Based on passengers carried, Southwest and Sun Country were in a virtual tie in 2014 for the second-largest carrier in the Twin Cities.
Long-time Minnesotans serve in key Delta posts: After Delta acquired Northwest, the airline’s Eagan headquarters was closed and corporate jobs located there were lost. But an understanding of Minnesota travelers, the Twin Cities’ business community and Minneapolis-St. Paul International Airport did not vanish with the merger.
Delta’s CEO, Richard Anderson, had a 14-year career at Northwest that included three years as chief executive. He served as an executive at United Health before moving from the Twin Cities to Atlanta in 2007 to lead Delta.
In addition to traveling to Minnesota for Delta meetings, Anderson continues to have close ties to Minnesota’s business community. He has been serving on the Medtronic board since 2002, and he joined the Cargill board of directors in 2006.
Bill Lentsch, a veteran Northwest executive, is Delta’s senior vice president of airport customer service and cargo operations. In that role, he’s responsible for Delta’s in-airport customer service and operations and about 25,000 employees across the airline. In the years following the merger, he was based in the Twin Cities as a senior vice president of Minnesota operations. Lentsch holds degrees from the University of Minnesota and the University of St. Thomas.
When Anderson was searching for a successor for Ben Hirst, who had served as general counsel for Northwest and chief legal officer for Delta, he selected someone with Minnesota roots. Peter Carter, a prominent attorney from Dorsey & Whitney in Minneapolis, was named in June as Delta’s chief legal officer. Carter is a 1991 graduate of the University of Minnesota Law School.
Delta expands through international opportunities: Like many large and small Minnesota companies, Delta is building its business by identifying and seizing opportunities in the global marketplace. Northwest was an especially strong merger partner for Delta, in large part because of its Asia routes and joint venture with KLM Royal Dutch Airlines.
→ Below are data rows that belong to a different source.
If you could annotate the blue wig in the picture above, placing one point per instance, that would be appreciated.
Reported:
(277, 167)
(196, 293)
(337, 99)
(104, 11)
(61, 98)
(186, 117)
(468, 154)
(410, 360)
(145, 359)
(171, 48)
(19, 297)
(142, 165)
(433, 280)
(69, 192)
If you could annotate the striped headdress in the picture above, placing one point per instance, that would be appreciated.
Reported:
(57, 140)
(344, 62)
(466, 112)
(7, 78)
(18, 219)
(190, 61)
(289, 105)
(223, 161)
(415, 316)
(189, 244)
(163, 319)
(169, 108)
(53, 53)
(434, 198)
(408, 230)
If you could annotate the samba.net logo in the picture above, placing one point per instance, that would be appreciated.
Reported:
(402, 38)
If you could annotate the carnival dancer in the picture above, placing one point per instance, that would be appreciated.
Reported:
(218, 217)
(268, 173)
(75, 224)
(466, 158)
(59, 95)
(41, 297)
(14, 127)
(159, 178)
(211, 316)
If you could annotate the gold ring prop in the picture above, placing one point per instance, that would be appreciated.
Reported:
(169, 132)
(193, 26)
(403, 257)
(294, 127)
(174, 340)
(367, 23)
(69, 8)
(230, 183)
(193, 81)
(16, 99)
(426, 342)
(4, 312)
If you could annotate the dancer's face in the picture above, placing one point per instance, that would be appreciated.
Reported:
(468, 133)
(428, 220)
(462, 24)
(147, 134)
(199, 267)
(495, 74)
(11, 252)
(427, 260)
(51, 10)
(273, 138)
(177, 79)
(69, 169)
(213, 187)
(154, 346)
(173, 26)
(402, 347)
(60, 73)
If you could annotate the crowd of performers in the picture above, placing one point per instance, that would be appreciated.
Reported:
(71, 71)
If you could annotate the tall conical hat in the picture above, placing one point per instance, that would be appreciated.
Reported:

In his conference call comments about Delta’s third-quarter performance, Anderson said that Delta had increased its stake in GOL Airways in Brazil and entered into a long-term, exclusive partnership with China Eastern to build a hub in Shanghai.
“Delta is quite unique in these investment strategies,” Anderson said. “We are the only U.S. carrier with equity investments, coupled with long-term joint ventures and commercial cooperation, with airlines in Asia, the United Kingdom and Latin America.”
During his Minneapolis speech last year, Anderson noted the Twin Cities has the highest per capita concentration of corporate headquarters among major U.S. metro areas. Those corporations are key customers for Delta’s international routes.
Delta’s pre-tax income of $2.2 billion in the third quarter was in stark contrast to the financial woes of a decade ago that sent Delta and Northwest into bankruptcy. Delta’s financial success goes well beyond the steep decline in oil prices this year.
Delta, like its peers United and American, has pricing power in a consolidated marketplace. While the airline industry previously behaved like a commodity business — in which airlines followed each other on fares, fleet plans and frequent flyer programs — Delta has elected to chart its own course.
Its contrarian behavior has surfaced when purchasing an oil refinery, dropping out of the Airlines for America trade group and retrofitting old airplanes.
Veteran Northwest Airlines employees took pride in running a reliable airline. When it comes to achieving operational excellence, the blended Northwest and Delta work force is hitting Delta’s goals.
In a November message to Delta employees, Anderson reported that Delta had completed nearly all of its October flights. “For the entire month we had just 32 cancellations out of 85,998 mainline flights,” Anderson said. “American and United can only dream about that.”
Liz Fedor is a Twin Cities-based journalist who covered the airline industry for seven years for the Star Tribune.